I vincoli «vanno rispettati e basta», come fece l'allora Soprintendente Iannucci quando bloccò «il progetto “modernista” dell’Arch. Natalini per il Teatro Galli perché “in chiaro contrasto” rispetto alle disposizioni in materia di tutela monumentale che proibiscono qualsiasi costruzione nell’area adiacente la Rocca», scandisce l'architetto Elio Garzillo in questa intervista. «Una cosa è la fantasia (felliniana), l’immaginazione, il senso dell’onirico, tutt’altro è un sia pur moderno luna-park. Le singole installazioni, poi, pur realizzate senza risparmio di energie e di finanziamenti, sono tutte in qualche modo già viste». E sulla Soprintendenza che ha avallato il tutto: «mediando mediando se ne andranno all’altro mondo, un brandello per volta, i nostri luoghi più preziosi e si finirà per attivare il bottone rosso dell’autodistruzione».

Chi è l’architetto Elio Garzillo. Vanta una competenza di prim’ordine in restauro dei monumenti. E’ stato professore universitario ed ha al suo attivo numerose pubblicazioni in materia di beni culturali. Ha fatto parte di Commissioni tecnico-amministrative dell’Unione Europea e di due ministeri (Lavori pubblici e Beni Culturali), è stato Soprintendente per i Beni Architettonici e Paesaggistici a Bologna, a Salerno e direttore regionale per i Beni Culturali e Paesaggistici dell’Emilia-Romagna e della Sardegna. E’ stato co-autore, col Prof. Cervellati ed importanti professionisti, del progetto di ripristino filologico del Teatro Galli e in seguito referente per il ministero sullo stesso intervento di recupero.

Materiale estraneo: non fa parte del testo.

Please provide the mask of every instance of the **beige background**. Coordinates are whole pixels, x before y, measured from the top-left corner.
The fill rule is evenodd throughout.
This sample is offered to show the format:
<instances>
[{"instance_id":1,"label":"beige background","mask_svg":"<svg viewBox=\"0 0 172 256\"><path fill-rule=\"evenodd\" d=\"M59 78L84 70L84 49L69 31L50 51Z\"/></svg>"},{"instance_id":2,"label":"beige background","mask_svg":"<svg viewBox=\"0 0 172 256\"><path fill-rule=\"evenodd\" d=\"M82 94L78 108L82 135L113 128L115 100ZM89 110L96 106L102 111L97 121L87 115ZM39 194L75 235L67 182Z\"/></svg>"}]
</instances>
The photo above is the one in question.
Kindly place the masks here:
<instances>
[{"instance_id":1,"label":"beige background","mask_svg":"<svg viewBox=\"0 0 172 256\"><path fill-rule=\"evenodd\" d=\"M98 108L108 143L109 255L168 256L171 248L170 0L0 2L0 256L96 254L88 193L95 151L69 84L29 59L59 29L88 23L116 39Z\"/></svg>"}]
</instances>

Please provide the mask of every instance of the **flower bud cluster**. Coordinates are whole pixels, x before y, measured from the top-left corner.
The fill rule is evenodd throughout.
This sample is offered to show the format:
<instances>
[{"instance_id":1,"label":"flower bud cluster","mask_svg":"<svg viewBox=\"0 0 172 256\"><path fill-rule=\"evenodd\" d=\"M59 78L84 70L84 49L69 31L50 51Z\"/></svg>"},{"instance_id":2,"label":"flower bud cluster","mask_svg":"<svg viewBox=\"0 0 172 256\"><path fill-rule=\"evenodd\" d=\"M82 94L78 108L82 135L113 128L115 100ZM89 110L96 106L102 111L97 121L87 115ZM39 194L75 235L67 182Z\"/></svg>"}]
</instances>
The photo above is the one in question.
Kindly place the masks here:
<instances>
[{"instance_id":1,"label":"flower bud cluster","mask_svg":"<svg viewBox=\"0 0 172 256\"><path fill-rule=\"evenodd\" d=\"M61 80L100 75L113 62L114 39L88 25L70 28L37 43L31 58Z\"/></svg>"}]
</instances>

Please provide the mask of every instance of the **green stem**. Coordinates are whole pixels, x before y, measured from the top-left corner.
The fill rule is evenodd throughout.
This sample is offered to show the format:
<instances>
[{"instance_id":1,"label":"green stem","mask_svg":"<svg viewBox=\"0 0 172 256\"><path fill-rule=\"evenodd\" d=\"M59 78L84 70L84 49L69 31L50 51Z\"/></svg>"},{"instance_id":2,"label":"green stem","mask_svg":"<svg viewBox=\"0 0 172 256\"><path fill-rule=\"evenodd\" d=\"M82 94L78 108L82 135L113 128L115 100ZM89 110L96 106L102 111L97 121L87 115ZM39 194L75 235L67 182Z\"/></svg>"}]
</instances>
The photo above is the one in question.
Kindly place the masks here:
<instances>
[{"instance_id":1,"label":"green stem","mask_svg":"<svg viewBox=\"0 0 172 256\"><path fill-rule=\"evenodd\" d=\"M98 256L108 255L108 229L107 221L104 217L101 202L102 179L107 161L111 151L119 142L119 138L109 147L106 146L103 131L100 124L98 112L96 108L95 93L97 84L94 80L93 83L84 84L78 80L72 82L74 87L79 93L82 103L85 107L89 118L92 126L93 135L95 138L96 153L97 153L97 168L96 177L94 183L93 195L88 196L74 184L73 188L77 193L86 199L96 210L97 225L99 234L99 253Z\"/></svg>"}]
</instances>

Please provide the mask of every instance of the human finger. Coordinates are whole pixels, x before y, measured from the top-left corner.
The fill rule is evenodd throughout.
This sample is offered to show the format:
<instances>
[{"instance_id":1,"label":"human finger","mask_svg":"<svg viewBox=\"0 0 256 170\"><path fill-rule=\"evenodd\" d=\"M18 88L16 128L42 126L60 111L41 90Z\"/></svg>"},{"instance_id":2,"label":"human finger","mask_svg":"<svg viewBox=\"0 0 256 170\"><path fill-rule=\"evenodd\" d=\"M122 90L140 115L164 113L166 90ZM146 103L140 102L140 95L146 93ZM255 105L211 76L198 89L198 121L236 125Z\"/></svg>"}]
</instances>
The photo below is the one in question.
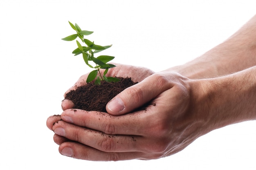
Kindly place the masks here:
<instances>
[{"instance_id":1,"label":"human finger","mask_svg":"<svg viewBox=\"0 0 256 170\"><path fill-rule=\"evenodd\" d=\"M71 141L71 140L69 139L67 139L65 137L58 135L55 134L54 134L53 136L53 141L54 142L55 142L55 143L58 145L61 145L64 142Z\"/></svg>"},{"instance_id":2,"label":"human finger","mask_svg":"<svg viewBox=\"0 0 256 170\"><path fill-rule=\"evenodd\" d=\"M117 161L145 157L141 152L105 152L76 142L67 142L59 147L61 154L79 159L94 161Z\"/></svg>"},{"instance_id":3,"label":"human finger","mask_svg":"<svg viewBox=\"0 0 256 170\"><path fill-rule=\"evenodd\" d=\"M140 147L145 141L138 136L110 135L65 121L55 124L53 130L58 135L103 152L139 152L146 149Z\"/></svg>"},{"instance_id":4,"label":"human finger","mask_svg":"<svg viewBox=\"0 0 256 170\"><path fill-rule=\"evenodd\" d=\"M61 119L65 121L81 127L86 127L108 135L145 135L144 121L150 119L157 111L151 111L150 106L147 113L141 110L128 115L115 116L107 113L87 111L72 109L64 111Z\"/></svg>"},{"instance_id":5,"label":"human finger","mask_svg":"<svg viewBox=\"0 0 256 170\"><path fill-rule=\"evenodd\" d=\"M56 122L61 120L60 115L54 115L51 116L47 119L46 126L50 130L52 130L52 126Z\"/></svg>"},{"instance_id":6,"label":"human finger","mask_svg":"<svg viewBox=\"0 0 256 170\"><path fill-rule=\"evenodd\" d=\"M173 86L167 74L161 72L146 78L141 82L126 88L108 103L106 109L113 115L130 112L142 106L163 92Z\"/></svg>"}]
</instances>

Le chiedo anzitutto se ha avuto modo di farsi un’idea delle trasformazioni intervenute in piazza Malatesta e dintorni, considerato che gli allestimenti del museo Fellini interessano varie aree esterne, compresa piazzetta San Martino dove è stato collocato il rinoceronte, e interessano anche quelli che, forse in maniera significativa, vengono sempre più spesso definiti “contenitori”, a partire da Castel Sismondo e dal suo fossato. E qual è la sua valutazione complessiva.
Mi sta chiedendo già in partenza una “valutazione complessiva” su quanto realizzato…
In verità, apprezzo la volontà di ricordare la figura di Federico Fellini nell’occasione del centesimo – in verità centunesimo – anno dalla nascita. E conosco questa parte della Città, essendo stato anche co-autore, col Prof. Cervellati ed importanti professionisti, del progetto, datato 2004, di ripristino filologico del Teatro Galli. Abbiamo davanti uno spazio prezioso, anzitutto per le memorie vive e forti dei Malatesta: a partire dalla Rocca, l’enorme castello costruito da Sigismondo Pandolfo Malatesta, un monumento con paternità riconducibile perfino a Filippo Brunelleschi.
Le prime perplessità sorgono quando si prende in considerazione, nel suo insieme, quanto realizzato. Tutto appare come un parco di divertimenti. Una cosa, penso, è la fantasia (felliniana), l’immaginazione, il senso dell’onirico, tutt’altro è un sia pur moderno luna-park. Le singole installazioni, poi, pur realizzate senza risparmio di energie e di finanziamenti, sono tutte in qualche modo già viste. Di vasche d’acqua “a filo” le città europee e italiane sono piene e il riferimento ripetuto alla Mirroir d’eau di Bordeaux – ben altra cosa, in verità, peraltro sita in una città a 60 km dal mare – sa un po’ troppo di provincialismo. Le proiezioni notturne su pareti di edifici (nel nostro caso, il retro del teatro Galli) sono ormai comunissime e spesso nulla hanno a vedere ad esempio con le “invenzioni” realizzate da W. Wenders a Bologna ormai vent’anni fa. Persino il rinoceronte (la straordinaria creazione datata 1983 di Valeriano Trebbiani per il film E la nave va) vive con e nelle numerose repliche del suo Autore e di altri artisti. Sarà un caso, ma lo stesso Trebbiani ha fatto qualche anno fa fuoco e fiamme per i suoi rinoceronti, in piazza ad Ancona, oscurati proprio da un mini luna-park.
Siamo di fronte a un insieme poco coerente di episodi in cui la forma viene lucidata come un gadget vistoso, per essere specchio sì ma anche allodola. Con l’ossessione di “lasciare il segno”. Episodi che trasformano quel prezioso luogo aperto in “contenitore”, in cui del dichiarato “recupero identitario” non c’è traccia. Lo stesso Castel Sismondo è considerato come un contenitore da riempire e non come un monumento in sé: un contenitore-punto d’appoggio, pieno di tecnologia interattiva e non.
A questo si aggiungono gli altri “interventi”, fra cui il filare di vecchi platani purtroppo abbattuti e il platano plurisecolare a quanto pare destinato ad una teorica emozione basica in ricordo di un episodio di Amarcord. O l’area con panche in legno a ridosso del Castello. O, naturalmente, l’illuminazione notturna…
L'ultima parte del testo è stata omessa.